The SRE Agent's managed identity has High access with these roles scoped only to the Octopets resource group (OCTOPETS_RG_NAME):

  • Contributor - Enables remediation actions
  • Reader - Read access to resources
  • Log Analytics Contributor - Access to logs for diagnostics

πŸš€ Quick Start

Prerequisites

  • Azure CLI (az)
  • Bash shell
  • Azure subscription with permissions to create resources and role assignments
  • Dev container environment (included)

Notes:

  • Local Docker is not required; container images are built remotely using Azure Container Registry (az acr build).
  • For hosted load generation with Azure Load Testing (Apache JMeter), see docs/azure-load-testing-jmeter.md.

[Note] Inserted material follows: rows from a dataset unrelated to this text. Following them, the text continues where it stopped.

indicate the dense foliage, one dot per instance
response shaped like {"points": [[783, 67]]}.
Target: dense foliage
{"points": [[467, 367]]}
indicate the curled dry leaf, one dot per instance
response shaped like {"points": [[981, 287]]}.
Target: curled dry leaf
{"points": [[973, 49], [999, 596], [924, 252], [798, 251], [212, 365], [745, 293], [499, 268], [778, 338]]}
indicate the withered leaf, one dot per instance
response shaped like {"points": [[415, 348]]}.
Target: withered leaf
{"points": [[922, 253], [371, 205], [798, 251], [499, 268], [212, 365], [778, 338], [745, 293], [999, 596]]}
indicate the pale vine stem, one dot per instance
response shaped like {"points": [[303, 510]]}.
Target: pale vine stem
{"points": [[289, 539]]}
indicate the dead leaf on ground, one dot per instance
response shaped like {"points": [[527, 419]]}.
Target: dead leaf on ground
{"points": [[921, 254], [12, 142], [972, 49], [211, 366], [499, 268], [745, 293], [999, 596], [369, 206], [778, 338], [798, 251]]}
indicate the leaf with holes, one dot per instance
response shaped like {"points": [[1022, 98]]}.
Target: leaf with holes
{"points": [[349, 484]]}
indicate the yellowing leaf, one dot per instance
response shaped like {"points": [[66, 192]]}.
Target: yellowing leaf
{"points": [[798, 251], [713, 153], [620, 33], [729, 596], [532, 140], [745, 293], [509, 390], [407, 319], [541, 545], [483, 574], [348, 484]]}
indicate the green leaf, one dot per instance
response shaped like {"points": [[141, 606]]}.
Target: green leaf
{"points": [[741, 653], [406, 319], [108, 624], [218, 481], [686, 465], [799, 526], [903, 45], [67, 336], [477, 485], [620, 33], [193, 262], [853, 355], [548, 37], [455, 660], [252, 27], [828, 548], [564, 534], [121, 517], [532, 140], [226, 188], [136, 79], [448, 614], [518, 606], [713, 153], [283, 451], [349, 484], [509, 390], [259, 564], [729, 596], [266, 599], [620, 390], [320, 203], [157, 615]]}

Permissions needed (common working combinations):

  • Ability to run subscription-scope deployments that create resource groups (az deployment sub create)
  • Ability to create RBAC role assignments scoped to the Octopets resource group and the SRE Agent resource group
  • Typically: Owner, or Contributor + User Access Administrator at the required scopes

Region requirement:

  • swedencentral (SRE Agent preview constraint)

Security constraints:

  • Never commit .env (or any secrets)
  • Do not grant the SRE Agent subscription-wide permissions; scope access to the target resource group(s) only

Deployment

  1. Configure Environment

    # Copy and edit .env with your Azure credentials
    cp .env.example .env

    Minimum variables for the happy path:

    • AZURE_TENANT_ID, AZURE_SUBSCRIPTION_ID, AZURE_LOCATION
    • OCTOPETS_ENV_NAME
    • SRE_AGENT_RG_NAME, SRE_AGENT_NAME, SRE_AGENT_ACCESS_LEVEL

    Notes:

    • OCTOPETS_RG_NAME and SRE_AGENT_TARGET_RESOURCE_GROUPS are auto-populated by scripts/30-deploy-octopets.sh.
    • OCTOPETS_API_URL and OCTOPETS_FE_URL are auto-populated by scripts/31-deploy-octopets-containers.sh.
  2. Authenticate

    source scripts/load-env.sh
    scripts/20-az-login.sh
  3. Deploy Octopets Infrastructure

    scripts/30-deploy-octopets.sh

    This deploys infrastructure via Azure CLI + Bicep at subscription scope and sets OCTOPETS_RG_NAME in your .env. It also sets SRE_AGENT_TARGET_RESOURCE_GROUPS in your .env to the same RG name.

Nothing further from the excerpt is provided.